Some things you can (or should) do:
- Place a fraud alert on your credit reports. Contact one of the three main agencies – TransUnion, Experian or Equifax – and that agency will inform the others. The net effect will be a “freeze” on opening new accounts without proof that the request came from you. A fraud alert lasts 90 days but can be renewed.
- File a complaint with the Federal Trade Commission at identitytheft.gov. You will explain your situation and receive a recovery plan and instructions on how to put that plan into action.
- Contact all financial institutions and close any accounts opened in your name by the thief.
- If your Social Security number was compromised, respond to any communication you receive from the IRS and go to IDVerify.irs.gov. You can only use this site if you have received a 5071C letter from the IRS.

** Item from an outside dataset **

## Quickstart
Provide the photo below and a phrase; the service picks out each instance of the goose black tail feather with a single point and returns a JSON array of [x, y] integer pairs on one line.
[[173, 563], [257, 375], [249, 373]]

- If your e-filed taxes were rejected due to a duplicate filing under your SSN, complete an IRS Identify Theft Affidavit (Form 14039).
- Request an identify-protection (IP) PIN. If you qualify, the IRS will send you a special PIN to file with your tax return next year. That return will have to be on paper.
- If the IRS does not approve your request for an IP PIN, there’s still a good chance the agency will subject your return to more scrutiny next year, simply because you requested the IP PIN.
- Continue to pay taxes and file your returns, even if you have to do it on paper.
The Government Is Taking Action
The IRS has been devising strategies to fight tax fraud. While most of these strategies are invisible to you, under-the-hood coordination has been described as “unprecedented” by observers. New safeguards have been enacted by the IRS and many state tax agencies.
When you prepare your return online there will be new log-on standards. Some states have taken additional steps, such as requiring driver’s license information. Connect to your state revenue agency website for details.
The Bottom Line
There’s nothing fun about being the victim of tax-related identity theft. Preventing an occurrence is always the best course of action, and the steps outlined here will help protect you against the likelihood – but not the possibility – of it.
Despite your best efforts, if you find yourself a victim follow the listed procedures and be patient. Repairing a breach like this takes time. Take heart. You can, in fact, be fully restored and protected against future events such as this one.